Now let's start the bisect process:
$ cd ~/work/bazelbuild/rules_go
$ git bisect start --first-parent v0.53.0 v0.51.0
Note here that we do NOT want to use the --no-checkout
flag as the working copy of the repo is used for the bisect run and therefore, needs to be updated.
$ git bisect run ./test-rules-go.sh
running './test-rules-go.sh'
Bisecting: 8 revisions left to test after this (roughly 3 steps)
[4f5202adf56521b3048536d04eef12690557fa7c] Mention `dev_dependency` in `go_sdk.host` error (#4246)
running './test-rules-go.sh'
Bisecting: 4 revisions left to test after this (roughly 2 steps)
[66477c1b41b2449c8102f4338d011f07e4df04b6] Update documentation reference (#4237)
running './test-rules-go.sh'
Bisecting: 1 revision left to test after this (roughly 1 step)
[5eb06119c49b97f16aa79d53cdcd99f95b1000bf] Allow .so files to have more extensions (#4232)
running './test-rules-go.sh'
Bisecting: 0 revisions left to test after this (roughly 0 steps)
[d25e4e75f0ce8e419593a5c633f852ff1c08e292] Use same Go SDK as Gazelle for `go_bazel_test` (#4231)
running './test-rules-go.sh'
d25e4e75f0ce8e419593a5c633f852ff1c08e292 is the first bad commit
commit d25e4e75f0ce8e419593a5c633f852ff1c08e292
Author: Fabian Meumertzheim <fabian@meumertzhe.im>
Date: Thu Jan 16 08:13:09 2025 +0100
Use same Go SDK as Gazelle for `go_bazel_test` (#4231)
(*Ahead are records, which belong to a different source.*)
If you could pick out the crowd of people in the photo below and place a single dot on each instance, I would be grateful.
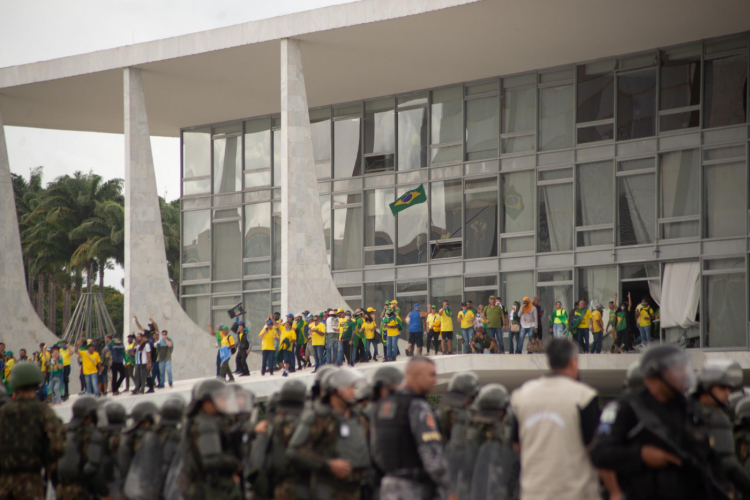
(672, 434)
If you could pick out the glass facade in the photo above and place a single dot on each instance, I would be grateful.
(579, 182)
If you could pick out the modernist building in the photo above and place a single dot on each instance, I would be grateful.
(569, 149)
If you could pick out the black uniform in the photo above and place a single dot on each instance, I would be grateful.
(638, 419)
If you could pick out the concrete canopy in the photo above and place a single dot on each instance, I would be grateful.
(364, 49)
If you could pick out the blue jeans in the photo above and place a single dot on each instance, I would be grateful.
(645, 334)
(318, 353)
(332, 349)
(497, 334)
(392, 345)
(91, 384)
(582, 337)
(267, 361)
(165, 371)
(557, 330)
(524, 332)
(56, 385)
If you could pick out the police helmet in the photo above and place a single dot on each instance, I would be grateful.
(26, 375)
(633, 377)
(742, 411)
(723, 372)
(490, 401)
(85, 406)
(292, 395)
(172, 410)
(461, 387)
(338, 379)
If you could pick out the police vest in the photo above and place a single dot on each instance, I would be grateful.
(394, 443)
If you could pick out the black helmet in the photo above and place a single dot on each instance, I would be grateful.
(461, 387)
(141, 412)
(84, 407)
(633, 377)
(723, 372)
(25, 375)
(172, 410)
(490, 401)
(292, 395)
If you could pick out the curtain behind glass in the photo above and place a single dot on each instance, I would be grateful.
(555, 218)
(636, 209)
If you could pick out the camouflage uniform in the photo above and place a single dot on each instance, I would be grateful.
(32, 438)
(322, 435)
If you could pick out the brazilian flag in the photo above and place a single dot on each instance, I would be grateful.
(410, 198)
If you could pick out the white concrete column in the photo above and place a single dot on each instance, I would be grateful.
(148, 291)
(22, 328)
(306, 281)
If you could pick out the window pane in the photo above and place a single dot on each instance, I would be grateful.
(726, 201)
(412, 233)
(635, 195)
(258, 230)
(555, 218)
(196, 152)
(412, 139)
(596, 94)
(597, 285)
(445, 206)
(595, 197)
(482, 128)
(679, 180)
(556, 119)
(347, 238)
(227, 165)
(227, 251)
(276, 243)
(681, 77)
(481, 225)
(447, 115)
(726, 91)
(198, 309)
(258, 307)
(346, 157)
(725, 311)
(636, 105)
(380, 134)
(380, 224)
(196, 236)
(519, 110)
(258, 144)
(320, 127)
(518, 201)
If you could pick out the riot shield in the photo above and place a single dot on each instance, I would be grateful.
(143, 480)
(496, 472)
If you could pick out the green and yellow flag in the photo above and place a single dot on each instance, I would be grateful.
(410, 198)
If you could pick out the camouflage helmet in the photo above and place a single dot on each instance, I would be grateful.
(491, 400)
(292, 395)
(84, 407)
(633, 376)
(26, 375)
(172, 410)
(723, 372)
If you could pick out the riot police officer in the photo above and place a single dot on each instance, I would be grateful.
(330, 440)
(655, 439)
(32, 438)
(451, 413)
(716, 381)
(407, 444)
(80, 470)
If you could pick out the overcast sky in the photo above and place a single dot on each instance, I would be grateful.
(40, 30)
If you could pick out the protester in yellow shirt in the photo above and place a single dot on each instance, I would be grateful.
(268, 335)
(90, 362)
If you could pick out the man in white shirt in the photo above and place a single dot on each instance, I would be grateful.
(556, 419)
**What type of PR is this?**
Bug fix
**What does this PR do? Why is it needed?**
**Which issues(s) does this PR fix?**
Fixes #4228
**Other notes for review**
MODULE.bazel | 2 +-
go/private/repositories.bzl | 11 +++++++++++
go/tools/bazel_testing/BUILD.bazel | 9 ++++++---
3 files changed, 18 insertions(+), 4 deletions(-)
bisect found first bad commit
And there you have it! The issue was introduced in commit d25e4e75f0ce8e419593a5c633f852ff1c08e292
in the @rules_go
repository, which was introduced in v0.53.0
.
This was also fixed swiftly by Fabian in rules_go's PR #4264.
Conclusion
Using git bisect
to troubleshoot build failures after upgrading Bazel or its dependencies can be a powerful tool.
This helps us narrow down the root cause of the issue to the exact commit that introduced it.
This makes the error much more actionable. For example, when we were able to identify the issue to be in rules_go@v0.53.0, we were able to upgrade to v0.52.0 instead and reported the fix to the upstream open-source project. In other cases, we can proceed with the upgrade but with a specific revert of the commit that introduced the issue patched into the external dependencies.
I hope this guide was helpful to you and that you can use it to troubleshoot your external dependency upgrades in the future.